The grass field in front of the school was filled with men in work uniforms, women dressed in pajamas and babies bundled up in their strollers.

Parents had been waiting for four hours when Principal Lipps joined the crowd and talked about what happened. She tried to get their attention without using a microphone.

“Speak louder. We can’t hear you,” a father shouted out.

The chop of the helicopter and peoples’ chatter muffled over her words.

Lipps informed the parents and relatives that their children were doing extremely well and were being cooperative. She said it was reflected by the kinds of families they come from.

“This was a tragedy,” Lipps said. “Thank you for your patience, concern and support.”

Lipps then said she would like to take a moment of silence and pray.

Some kept their heads up. Others closed their eyes and put them down.

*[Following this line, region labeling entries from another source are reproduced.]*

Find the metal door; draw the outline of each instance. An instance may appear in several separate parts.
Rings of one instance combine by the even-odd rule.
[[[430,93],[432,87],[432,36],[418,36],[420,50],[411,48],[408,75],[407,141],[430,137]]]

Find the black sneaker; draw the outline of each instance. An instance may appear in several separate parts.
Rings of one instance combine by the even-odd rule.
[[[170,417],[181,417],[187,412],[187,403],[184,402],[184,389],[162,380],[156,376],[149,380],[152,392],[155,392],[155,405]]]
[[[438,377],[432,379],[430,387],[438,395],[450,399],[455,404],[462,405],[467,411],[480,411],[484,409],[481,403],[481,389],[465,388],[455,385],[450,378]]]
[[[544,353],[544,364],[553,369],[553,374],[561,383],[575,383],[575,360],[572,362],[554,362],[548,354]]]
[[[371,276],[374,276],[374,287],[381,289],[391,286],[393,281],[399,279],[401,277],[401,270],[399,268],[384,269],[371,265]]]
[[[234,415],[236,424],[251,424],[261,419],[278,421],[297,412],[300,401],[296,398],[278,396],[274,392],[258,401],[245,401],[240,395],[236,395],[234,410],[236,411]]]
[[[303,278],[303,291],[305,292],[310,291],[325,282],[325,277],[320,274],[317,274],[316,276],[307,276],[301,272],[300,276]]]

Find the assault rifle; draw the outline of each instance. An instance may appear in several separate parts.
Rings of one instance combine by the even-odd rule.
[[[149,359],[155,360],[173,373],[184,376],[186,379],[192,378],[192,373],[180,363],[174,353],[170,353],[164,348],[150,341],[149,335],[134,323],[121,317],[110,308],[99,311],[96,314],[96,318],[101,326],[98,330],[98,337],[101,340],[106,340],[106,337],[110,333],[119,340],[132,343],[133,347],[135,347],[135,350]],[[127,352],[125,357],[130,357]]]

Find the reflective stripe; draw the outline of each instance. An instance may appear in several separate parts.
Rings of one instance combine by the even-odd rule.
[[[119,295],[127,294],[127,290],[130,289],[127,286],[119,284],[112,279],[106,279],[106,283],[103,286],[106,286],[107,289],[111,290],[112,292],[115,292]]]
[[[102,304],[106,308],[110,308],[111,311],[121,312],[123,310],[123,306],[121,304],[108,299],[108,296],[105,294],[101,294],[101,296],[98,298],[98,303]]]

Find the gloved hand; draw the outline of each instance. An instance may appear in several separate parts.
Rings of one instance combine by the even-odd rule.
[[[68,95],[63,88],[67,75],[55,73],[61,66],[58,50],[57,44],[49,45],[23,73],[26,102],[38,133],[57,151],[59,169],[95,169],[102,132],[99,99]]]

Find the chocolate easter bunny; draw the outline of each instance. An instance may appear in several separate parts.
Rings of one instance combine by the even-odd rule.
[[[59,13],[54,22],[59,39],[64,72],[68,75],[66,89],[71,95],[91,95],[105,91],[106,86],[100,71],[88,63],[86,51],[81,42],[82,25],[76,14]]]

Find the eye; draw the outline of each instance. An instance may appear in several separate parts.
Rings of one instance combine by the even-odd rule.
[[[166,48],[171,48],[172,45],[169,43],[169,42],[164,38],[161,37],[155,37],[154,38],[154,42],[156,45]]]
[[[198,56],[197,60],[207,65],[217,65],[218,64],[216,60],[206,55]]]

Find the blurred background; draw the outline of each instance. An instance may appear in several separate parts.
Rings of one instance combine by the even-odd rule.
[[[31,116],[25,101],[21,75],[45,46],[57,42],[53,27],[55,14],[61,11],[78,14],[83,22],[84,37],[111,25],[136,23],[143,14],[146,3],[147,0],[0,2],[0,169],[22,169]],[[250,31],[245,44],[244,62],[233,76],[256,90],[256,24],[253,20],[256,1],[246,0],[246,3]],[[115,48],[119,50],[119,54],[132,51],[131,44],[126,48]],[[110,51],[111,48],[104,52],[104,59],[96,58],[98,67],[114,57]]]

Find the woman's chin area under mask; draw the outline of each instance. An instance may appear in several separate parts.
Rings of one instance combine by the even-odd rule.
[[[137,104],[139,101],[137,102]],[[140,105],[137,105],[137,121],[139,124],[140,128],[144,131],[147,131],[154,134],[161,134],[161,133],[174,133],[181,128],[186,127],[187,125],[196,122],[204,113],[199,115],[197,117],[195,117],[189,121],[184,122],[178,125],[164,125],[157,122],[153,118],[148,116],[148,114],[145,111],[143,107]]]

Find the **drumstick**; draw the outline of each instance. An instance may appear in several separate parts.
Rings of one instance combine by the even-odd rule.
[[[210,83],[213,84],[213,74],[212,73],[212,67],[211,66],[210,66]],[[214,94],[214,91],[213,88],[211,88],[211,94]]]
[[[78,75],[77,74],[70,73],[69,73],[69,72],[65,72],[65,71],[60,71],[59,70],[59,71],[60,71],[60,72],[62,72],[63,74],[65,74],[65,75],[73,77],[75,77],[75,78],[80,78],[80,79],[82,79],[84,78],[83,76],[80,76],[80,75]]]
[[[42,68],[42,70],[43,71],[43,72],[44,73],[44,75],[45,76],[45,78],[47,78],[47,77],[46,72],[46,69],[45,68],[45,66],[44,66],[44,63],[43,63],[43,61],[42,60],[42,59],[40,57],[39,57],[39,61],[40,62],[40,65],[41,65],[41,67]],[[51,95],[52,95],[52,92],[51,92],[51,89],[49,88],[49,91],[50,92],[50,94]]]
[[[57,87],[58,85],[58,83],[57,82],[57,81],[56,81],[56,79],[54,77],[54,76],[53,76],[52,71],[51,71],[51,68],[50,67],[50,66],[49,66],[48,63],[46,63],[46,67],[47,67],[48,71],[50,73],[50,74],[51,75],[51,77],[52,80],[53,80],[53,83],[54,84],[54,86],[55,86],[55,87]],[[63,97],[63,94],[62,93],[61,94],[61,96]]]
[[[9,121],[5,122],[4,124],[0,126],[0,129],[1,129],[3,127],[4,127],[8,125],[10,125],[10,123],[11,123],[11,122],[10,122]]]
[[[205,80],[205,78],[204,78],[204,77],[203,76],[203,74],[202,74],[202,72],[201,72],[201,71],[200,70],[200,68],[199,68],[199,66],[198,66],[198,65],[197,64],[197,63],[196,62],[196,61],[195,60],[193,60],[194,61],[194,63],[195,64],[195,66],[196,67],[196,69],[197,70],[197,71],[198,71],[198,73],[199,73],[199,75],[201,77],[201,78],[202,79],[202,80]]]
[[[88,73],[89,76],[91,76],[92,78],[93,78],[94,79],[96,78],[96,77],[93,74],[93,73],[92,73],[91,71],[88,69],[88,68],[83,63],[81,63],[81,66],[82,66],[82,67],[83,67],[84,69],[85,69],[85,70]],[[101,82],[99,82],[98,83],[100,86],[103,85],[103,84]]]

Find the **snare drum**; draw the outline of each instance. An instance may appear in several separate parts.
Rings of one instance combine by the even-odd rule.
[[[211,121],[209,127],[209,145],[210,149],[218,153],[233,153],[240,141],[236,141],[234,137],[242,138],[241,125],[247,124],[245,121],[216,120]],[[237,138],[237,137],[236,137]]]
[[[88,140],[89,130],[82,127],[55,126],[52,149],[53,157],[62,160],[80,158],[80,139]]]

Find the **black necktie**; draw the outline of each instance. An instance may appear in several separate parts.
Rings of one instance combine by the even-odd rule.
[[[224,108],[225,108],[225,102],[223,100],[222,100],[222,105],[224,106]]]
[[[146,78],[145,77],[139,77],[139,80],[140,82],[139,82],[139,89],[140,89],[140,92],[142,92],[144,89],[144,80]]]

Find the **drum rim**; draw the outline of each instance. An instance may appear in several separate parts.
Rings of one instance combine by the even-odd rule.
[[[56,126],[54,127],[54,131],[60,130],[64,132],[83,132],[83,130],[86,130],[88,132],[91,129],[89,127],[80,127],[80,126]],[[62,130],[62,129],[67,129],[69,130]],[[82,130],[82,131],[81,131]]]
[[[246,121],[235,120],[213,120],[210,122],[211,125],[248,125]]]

One mother looked off in the distance.

A father rolled his eyes and said, “Oh Gosh.” Another father spoke out about the Facebook threats but his remarks were either ignored or not heard.

Some of the parents, talking amongst themselves, were commenting on some of the threats on Facebook they had seen with their own eyes.

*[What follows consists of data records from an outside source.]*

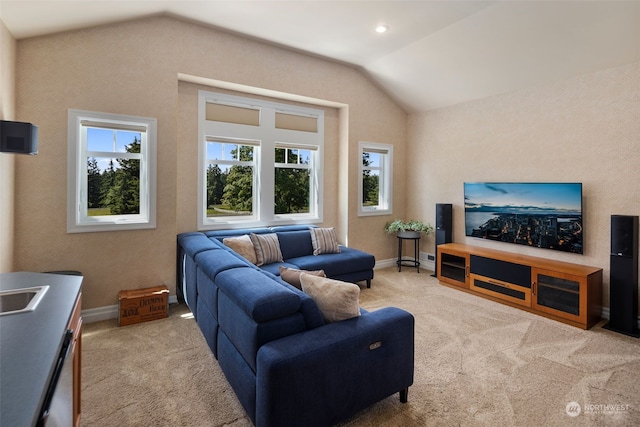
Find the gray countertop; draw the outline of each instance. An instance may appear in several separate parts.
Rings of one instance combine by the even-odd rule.
[[[35,310],[0,316],[0,426],[35,426],[82,277],[0,274],[0,291],[49,285]]]

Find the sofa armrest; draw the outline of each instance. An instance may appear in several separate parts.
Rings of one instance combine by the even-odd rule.
[[[394,307],[271,341],[258,351],[256,425],[333,425],[406,393],[413,367],[414,318]]]

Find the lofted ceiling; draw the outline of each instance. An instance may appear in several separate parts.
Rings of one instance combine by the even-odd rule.
[[[640,0],[0,0],[16,39],[159,13],[356,65],[409,112],[640,61]]]

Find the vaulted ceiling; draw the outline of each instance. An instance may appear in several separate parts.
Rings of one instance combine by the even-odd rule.
[[[636,0],[0,0],[17,39],[159,13],[356,65],[410,112],[640,61]]]

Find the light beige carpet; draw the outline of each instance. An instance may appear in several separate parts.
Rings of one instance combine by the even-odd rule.
[[[413,313],[415,379],[355,426],[638,426],[640,340],[567,326],[438,284],[376,270],[369,310]],[[85,325],[83,426],[250,426],[193,318]],[[372,372],[372,375],[375,373]]]

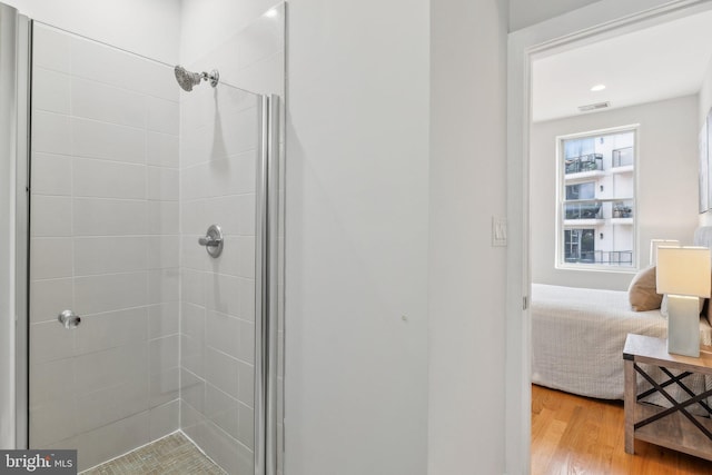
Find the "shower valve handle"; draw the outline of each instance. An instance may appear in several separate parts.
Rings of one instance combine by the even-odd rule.
[[[198,244],[200,246],[218,247],[220,245],[220,243],[222,243],[222,239],[220,239],[220,238],[216,239],[212,236],[206,236],[206,237],[198,238]]]
[[[205,246],[210,257],[218,257],[222,253],[222,229],[218,225],[208,228],[208,232],[204,237],[198,238],[198,244]]]

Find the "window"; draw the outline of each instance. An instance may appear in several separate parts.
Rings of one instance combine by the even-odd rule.
[[[635,263],[634,127],[560,137],[557,267]]]

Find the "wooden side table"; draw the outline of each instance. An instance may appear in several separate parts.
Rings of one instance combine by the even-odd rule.
[[[671,355],[668,353],[665,339],[629,334],[623,349],[623,360],[625,452],[634,454],[635,439],[639,439],[712,461],[712,419],[688,412],[689,406],[696,404],[712,416],[712,408],[706,404],[708,397],[712,396],[712,389],[694,394],[684,384],[684,378],[692,374],[712,376],[712,347],[701,346],[699,358]],[[669,379],[655,382],[639,365],[641,363],[660,367]],[[682,373],[674,376],[671,369]],[[653,387],[637,394],[637,375]],[[673,384],[682,387],[690,397],[686,400],[675,400],[665,389]],[[672,407],[640,403],[653,393],[660,393],[670,400]]]

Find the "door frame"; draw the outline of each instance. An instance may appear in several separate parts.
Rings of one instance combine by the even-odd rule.
[[[531,469],[530,123],[536,57],[712,8],[710,0],[600,0],[508,34],[505,473]]]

Allegedly the night before the shooting Phelps had posted, “Don’t use your mind, use your nine.”

A friend had reportedly asked Phelps on Facebook, “Yu coming to skool dawg,” and Phelps responded, “Yea I’m here but not for long.”

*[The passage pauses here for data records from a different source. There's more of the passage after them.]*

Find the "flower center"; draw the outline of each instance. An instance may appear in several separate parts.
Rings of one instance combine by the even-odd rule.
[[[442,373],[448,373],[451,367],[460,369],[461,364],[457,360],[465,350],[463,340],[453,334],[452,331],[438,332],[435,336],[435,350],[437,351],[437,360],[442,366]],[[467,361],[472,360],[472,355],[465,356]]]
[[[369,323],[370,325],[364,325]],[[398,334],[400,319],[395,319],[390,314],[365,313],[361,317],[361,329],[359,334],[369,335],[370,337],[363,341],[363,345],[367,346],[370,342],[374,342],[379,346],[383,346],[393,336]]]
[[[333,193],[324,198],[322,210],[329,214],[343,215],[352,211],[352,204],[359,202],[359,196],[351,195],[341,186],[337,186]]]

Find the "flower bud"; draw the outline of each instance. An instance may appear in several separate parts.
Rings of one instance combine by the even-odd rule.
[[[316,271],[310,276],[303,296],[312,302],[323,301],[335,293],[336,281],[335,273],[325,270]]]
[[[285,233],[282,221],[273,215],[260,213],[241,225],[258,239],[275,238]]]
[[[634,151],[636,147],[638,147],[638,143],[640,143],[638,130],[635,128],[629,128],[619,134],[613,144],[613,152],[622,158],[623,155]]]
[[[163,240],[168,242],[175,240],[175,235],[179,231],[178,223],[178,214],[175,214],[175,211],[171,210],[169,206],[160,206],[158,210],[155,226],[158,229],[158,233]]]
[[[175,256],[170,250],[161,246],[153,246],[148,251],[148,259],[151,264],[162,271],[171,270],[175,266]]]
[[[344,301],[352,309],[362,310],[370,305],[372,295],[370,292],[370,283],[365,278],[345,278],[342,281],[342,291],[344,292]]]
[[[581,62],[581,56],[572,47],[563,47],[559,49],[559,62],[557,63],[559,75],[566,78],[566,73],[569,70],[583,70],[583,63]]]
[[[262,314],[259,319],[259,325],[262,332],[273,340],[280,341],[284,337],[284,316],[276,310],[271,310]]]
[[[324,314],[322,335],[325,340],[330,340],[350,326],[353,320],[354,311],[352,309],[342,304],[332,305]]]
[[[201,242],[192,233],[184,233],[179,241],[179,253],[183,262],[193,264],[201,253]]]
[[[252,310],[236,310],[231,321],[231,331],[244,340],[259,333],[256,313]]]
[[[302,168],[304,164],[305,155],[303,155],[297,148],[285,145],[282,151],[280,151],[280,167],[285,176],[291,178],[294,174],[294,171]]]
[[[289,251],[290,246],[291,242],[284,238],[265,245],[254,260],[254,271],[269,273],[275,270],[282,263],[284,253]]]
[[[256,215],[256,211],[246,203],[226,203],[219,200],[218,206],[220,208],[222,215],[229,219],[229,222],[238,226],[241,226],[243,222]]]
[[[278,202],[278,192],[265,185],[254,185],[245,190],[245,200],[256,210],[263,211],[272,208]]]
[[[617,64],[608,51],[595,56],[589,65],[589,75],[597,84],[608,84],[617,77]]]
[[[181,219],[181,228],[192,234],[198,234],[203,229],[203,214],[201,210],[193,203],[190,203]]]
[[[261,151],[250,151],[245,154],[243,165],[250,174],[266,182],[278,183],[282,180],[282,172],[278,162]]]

According to USA Today, a parent asked Lipps if it was true that a student had tried to warn administrators that the violence might occur. Lipps said the rumor was untrue.

Students whose parents were not at the scene were escorted from school onto school buses that took them home. They walked out with their backpacks on filled with textbooks that they never got to use that day.

The parents at the scene were then told they had to make a line along the side of the building and get out their IDs. They would be brought inside one by one and reunited with their child.

A sheriff assured the families that their children were safe.

A priest made his way down the line asking people who wanted to pray to join him.

***
Kylee Keith, 15, stood near the entrance to the school, outside of the long line to pick up students. She knew the victim, Chance Jackson, and said “He was like my little brother.” Keith said she just hopes that he is okay.
Little children, too old for strollers but too young for kindergarten, did jumping jacks on the field to stay warm. Old men stood off in the distance, leaning on cars or putting hands on other shoulders for support, smoking cigarettes in silence.

The line started to move which meant students were starting to be released to their relatives. A young girl walked out, hiding her red face in her mother’s shoulder. Tears ran down both of their faces.

Brandi Tatum, 14, walked out of the school and said a lot of people were crying. Brandi’s mother held onto her shoulder and said she was glad it wasn’t her daughter.

Mother Darlene Helms had been at the school since 7:30 a.m. with her husband David. Dressed in a coat almost down to her feet hiding the pajamas underneath, she said she used to have the alleged shooter Phelps in her day care program from age 2 to 5.

“He was a heathen back then,” Helms said. ”He was always in trouble.”

It started to snow as the line grew shorter to pick up the students. Local Martinsville police and sheriffs along with the Morgan County Critical Incident Response team stood in place, some with their hands on their guns, others asking parents if they had any questions.

Helms frantically walked out of the school after waiting in line for more than an hour and said “They’re idiots. They sent her home on the school bus. I have a 12-year-old at home alone.”

A man walked off with his daughter and said, “ That’s it. I’m homeschooling.”